Pero más que nada, muchas de nuestras creencias fundamentales en las relaciones crean un suelo fértil para el abuso. El objetivo del matrimonio frecuentemente es la longevidad a cualquier precio, y se presume que hay una propiedad mutua no sólo en la intimidad, si no también en cuanto a las elecciones, sentimientos y pensamientos de nuestra pareja. E incluso cuando tomamos cuidados para construir nuestros compromisos fuera de estas presunciones, aún así frecuentemente cargamos con un fuerte sentido de propiedad en las relaciones íntimas. En resumen, las relaciones íntimas por defecto tienden a tener el modelo del poder sobre, y la relación termina convirtiéndose en una lucha por ese poder.

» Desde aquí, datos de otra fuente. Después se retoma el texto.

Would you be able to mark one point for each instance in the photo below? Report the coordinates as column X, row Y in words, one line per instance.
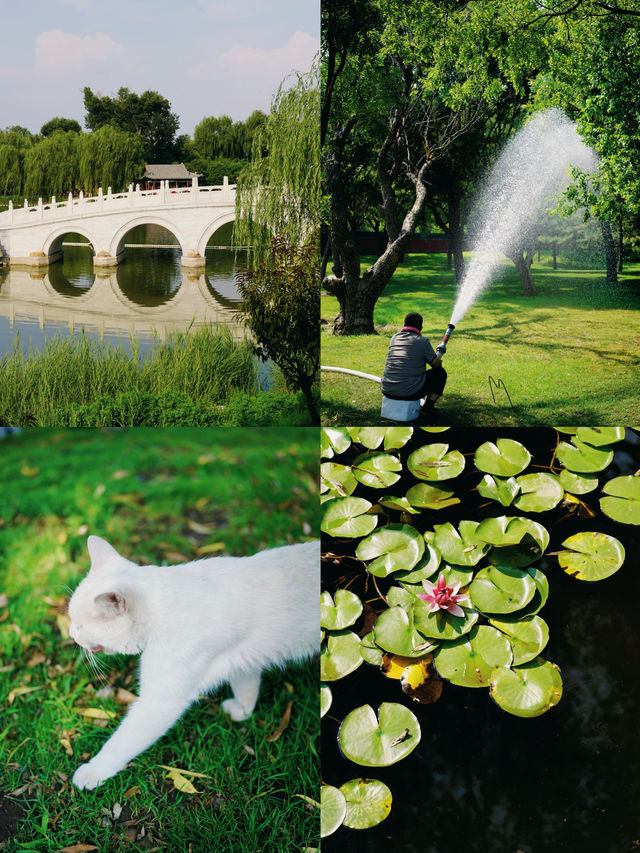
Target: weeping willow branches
column 279, row 191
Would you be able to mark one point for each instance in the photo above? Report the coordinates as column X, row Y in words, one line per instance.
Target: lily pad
column 470, row 660
column 396, row 437
column 376, row 470
column 347, row 517
column 578, row 484
column 334, row 440
column 583, row 458
column 528, row 690
column 435, row 462
column 378, row 741
column 516, row 541
column 431, row 497
column 333, row 808
column 369, row 651
column 421, row 682
column 623, row 501
column 336, row 480
column 395, row 632
column 342, row 613
column 538, row 492
column 461, row 548
column 340, row 656
column 593, row 556
column 326, row 698
column 396, row 547
column 527, row 636
column 402, row 504
column 423, row 569
column 370, row 437
column 506, row 458
column 501, row 590
column 501, row 489
column 441, row 625
column 368, row 803
column 597, row 436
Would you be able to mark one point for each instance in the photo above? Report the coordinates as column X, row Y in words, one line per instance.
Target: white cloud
column 79, row 5
column 58, row 53
column 297, row 54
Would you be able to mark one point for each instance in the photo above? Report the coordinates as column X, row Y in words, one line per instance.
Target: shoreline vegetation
column 199, row 378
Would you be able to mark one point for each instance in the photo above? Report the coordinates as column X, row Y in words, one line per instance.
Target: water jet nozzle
column 442, row 346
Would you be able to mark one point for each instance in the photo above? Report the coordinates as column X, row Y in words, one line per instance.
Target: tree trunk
column 620, row 246
column 456, row 232
column 523, row 260
column 609, row 252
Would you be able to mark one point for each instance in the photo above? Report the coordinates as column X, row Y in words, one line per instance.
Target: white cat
column 197, row 625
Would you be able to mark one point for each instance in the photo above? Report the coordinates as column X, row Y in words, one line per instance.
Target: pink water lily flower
column 442, row 597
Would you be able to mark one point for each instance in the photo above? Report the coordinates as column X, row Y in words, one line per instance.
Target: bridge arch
column 212, row 227
column 116, row 247
column 53, row 243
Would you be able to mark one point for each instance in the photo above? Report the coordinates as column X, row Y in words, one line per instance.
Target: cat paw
column 235, row 710
column 86, row 777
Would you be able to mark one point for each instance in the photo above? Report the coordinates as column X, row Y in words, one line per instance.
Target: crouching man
column 405, row 376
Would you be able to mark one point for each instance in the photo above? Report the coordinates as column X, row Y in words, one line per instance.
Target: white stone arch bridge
column 33, row 236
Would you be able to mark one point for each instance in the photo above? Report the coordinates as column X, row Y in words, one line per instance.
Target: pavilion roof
column 168, row 172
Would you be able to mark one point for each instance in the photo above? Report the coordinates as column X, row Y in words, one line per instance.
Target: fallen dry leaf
column 308, row 800
column 64, row 623
column 199, row 528
column 210, row 549
column 181, row 783
column 96, row 713
column 284, row 722
column 125, row 696
column 184, row 772
column 176, row 557
column 131, row 792
column 20, row 691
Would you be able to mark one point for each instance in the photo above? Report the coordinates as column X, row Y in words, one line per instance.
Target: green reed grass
column 206, row 364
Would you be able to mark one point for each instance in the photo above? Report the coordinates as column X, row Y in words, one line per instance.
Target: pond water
column 146, row 297
column 482, row 781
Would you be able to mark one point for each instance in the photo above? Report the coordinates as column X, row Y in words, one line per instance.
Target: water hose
column 442, row 346
column 351, row 372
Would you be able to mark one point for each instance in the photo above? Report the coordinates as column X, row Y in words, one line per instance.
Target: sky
column 208, row 57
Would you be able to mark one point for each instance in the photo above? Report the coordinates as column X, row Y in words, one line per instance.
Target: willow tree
column 52, row 166
column 110, row 157
column 278, row 192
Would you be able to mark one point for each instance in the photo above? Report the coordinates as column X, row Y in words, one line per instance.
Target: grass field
column 571, row 353
column 160, row 496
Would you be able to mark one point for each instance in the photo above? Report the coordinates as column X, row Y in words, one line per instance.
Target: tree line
column 124, row 132
column 419, row 97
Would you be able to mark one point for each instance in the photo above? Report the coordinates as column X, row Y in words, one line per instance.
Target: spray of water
column 531, row 167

¿Por qué es importante reconocer el abuso?

  1. Te da una razón tangible para abandonar la relación. Muchas veces, reconocer el comportamiento abusivo no va a ser suficiente, pero es un buen primer paso. También tenés que reconocer que no va a detenerse, y que la persona que te ama y la persona que hace que te sientas como un pedazo de basura son la misma persona.
  2. Cambia tus responsabilidades cuando abandonás una relación. Citando a la gran Captain Awkward: “Tus obligaciones hacia otra persona terminan en el segundo en el que te hacen daño o te amenazan o te controlan.”
  3. Te da un marco para reconocer y evitar el abuso en el futuro.
  4. Te da un contexto para entender por lo que estás pasando mientras te recuperás. Hay buenas rupturas y malas rupturas. Pero abandonar una situación que se volvió abusiva es otra cosa totalmente diferente, y vas a necesitar ayuda para lidiar con lo que viene después.

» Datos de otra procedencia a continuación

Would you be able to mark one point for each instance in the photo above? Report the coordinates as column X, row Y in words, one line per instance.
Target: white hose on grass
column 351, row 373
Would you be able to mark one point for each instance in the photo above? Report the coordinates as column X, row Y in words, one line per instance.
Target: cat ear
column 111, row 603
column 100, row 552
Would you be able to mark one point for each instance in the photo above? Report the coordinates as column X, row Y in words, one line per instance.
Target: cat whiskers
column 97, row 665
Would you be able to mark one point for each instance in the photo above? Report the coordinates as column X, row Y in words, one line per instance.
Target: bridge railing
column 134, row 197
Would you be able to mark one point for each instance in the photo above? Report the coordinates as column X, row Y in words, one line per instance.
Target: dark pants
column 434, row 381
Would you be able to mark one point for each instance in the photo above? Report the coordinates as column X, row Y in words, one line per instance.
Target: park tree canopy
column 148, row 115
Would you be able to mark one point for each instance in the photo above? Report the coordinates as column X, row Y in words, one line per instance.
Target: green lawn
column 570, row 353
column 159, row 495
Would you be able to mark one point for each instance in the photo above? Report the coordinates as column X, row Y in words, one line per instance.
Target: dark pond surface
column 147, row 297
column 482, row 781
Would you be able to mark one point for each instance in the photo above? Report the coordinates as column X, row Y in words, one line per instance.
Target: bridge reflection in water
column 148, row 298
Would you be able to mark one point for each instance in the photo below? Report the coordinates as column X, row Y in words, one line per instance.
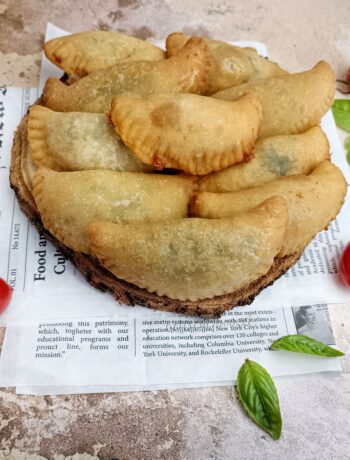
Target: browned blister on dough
column 196, row 134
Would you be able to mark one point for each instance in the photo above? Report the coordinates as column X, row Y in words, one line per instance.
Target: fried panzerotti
column 231, row 65
column 186, row 72
column 292, row 103
column 76, row 141
column 196, row 134
column 274, row 157
column 87, row 52
column 69, row 201
column 191, row 259
column 313, row 201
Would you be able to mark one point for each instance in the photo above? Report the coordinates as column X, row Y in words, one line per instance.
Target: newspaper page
column 116, row 353
column 39, row 272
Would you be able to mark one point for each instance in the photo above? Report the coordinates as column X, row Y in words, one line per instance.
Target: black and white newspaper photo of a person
column 311, row 321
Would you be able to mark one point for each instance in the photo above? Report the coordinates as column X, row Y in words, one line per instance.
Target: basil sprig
column 302, row 344
column 341, row 112
column 257, row 394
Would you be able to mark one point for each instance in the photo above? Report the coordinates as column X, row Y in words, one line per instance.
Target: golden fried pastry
column 292, row 103
column 196, row 134
column 231, row 65
column 68, row 201
column 274, row 157
column 76, row 141
column 193, row 258
column 87, row 52
column 186, row 72
column 313, row 201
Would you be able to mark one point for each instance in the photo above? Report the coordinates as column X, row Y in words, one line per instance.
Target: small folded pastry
column 191, row 259
column 274, row 157
column 69, row 201
column 187, row 72
column 313, row 201
column 77, row 141
column 292, row 103
column 87, row 52
column 196, row 134
column 231, row 65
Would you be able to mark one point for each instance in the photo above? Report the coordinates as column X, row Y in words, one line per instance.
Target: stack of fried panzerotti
column 186, row 180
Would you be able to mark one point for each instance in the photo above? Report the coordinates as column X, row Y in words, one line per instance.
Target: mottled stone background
column 186, row 424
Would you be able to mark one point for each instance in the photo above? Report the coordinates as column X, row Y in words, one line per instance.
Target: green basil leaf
column 299, row 343
column 347, row 147
column 341, row 112
column 258, row 396
column 348, row 156
column 347, row 143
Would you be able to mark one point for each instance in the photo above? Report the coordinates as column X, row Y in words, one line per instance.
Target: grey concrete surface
column 182, row 424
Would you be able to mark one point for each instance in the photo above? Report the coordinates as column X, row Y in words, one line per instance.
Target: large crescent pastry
column 184, row 259
column 186, row 72
column 313, row 201
column 68, row 201
column 179, row 131
column 291, row 103
column 87, row 52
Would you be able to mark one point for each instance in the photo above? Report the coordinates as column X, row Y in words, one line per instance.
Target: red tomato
column 5, row 294
column 344, row 267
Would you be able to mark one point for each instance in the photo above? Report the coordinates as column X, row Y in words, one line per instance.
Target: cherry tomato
column 344, row 267
column 5, row 294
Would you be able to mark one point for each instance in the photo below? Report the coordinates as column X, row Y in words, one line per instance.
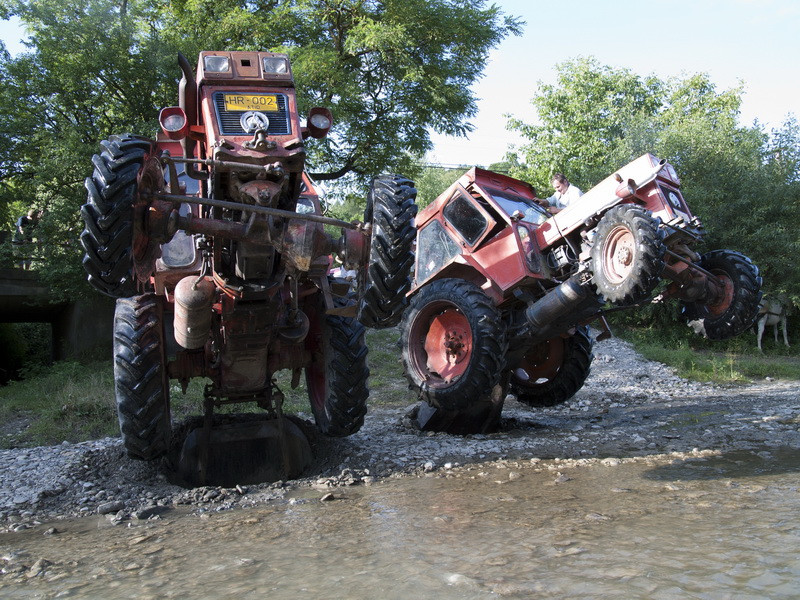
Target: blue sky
column 755, row 42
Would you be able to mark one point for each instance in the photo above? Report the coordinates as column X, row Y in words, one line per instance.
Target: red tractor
column 212, row 234
column 503, row 291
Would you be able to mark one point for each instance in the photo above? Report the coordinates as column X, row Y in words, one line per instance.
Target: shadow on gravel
column 730, row 465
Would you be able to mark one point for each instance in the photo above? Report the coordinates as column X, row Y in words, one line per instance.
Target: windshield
column 531, row 212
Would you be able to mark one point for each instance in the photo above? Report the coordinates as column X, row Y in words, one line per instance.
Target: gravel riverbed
column 629, row 407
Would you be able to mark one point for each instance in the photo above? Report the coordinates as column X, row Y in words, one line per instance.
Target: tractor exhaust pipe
column 187, row 100
column 193, row 299
column 560, row 309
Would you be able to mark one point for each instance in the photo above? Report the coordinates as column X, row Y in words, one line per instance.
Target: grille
column 229, row 124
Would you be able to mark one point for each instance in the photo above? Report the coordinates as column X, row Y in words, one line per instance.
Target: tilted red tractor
column 214, row 228
column 503, row 291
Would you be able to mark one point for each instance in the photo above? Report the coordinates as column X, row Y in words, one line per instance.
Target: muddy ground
column 629, row 407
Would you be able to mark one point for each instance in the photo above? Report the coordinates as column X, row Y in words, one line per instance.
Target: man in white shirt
column 566, row 193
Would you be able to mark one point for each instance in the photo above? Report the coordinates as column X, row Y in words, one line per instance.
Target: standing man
column 566, row 193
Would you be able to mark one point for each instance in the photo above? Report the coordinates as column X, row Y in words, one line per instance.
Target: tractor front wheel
column 553, row 371
column 337, row 376
column 141, row 383
column 454, row 344
column 384, row 281
column 735, row 306
column 108, row 214
column 627, row 255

No todo lo que duele es abuso

Si estás siendo abusada, hay una gran probabilidad de que te acusen de ser abusiva o de que seas quien causa el abuso. Eso es porque esa acusación es devastadoramente efectiva para apagarte y obtener control en una disputa. Sin embargo, también creo que esta acusación frecuentemente es sincera. La gente a menudo se involucran en comportamientos abusivos porque se sienten profundamente impotente antes y esa impotencia duele. Pero no todo lo que duele en una relación es abuso, y no todo lo que le duele a tu pareja es tu responsabilidad. Es importante ser capaz de distinguir entre abuso de otras cosas que pueden ocurrir en las relaciones que son dolorosas, o que incluso pueden ser tóxicas o enfermizas, pero que no tienen que ver fundamentalmente con el derecho y el control.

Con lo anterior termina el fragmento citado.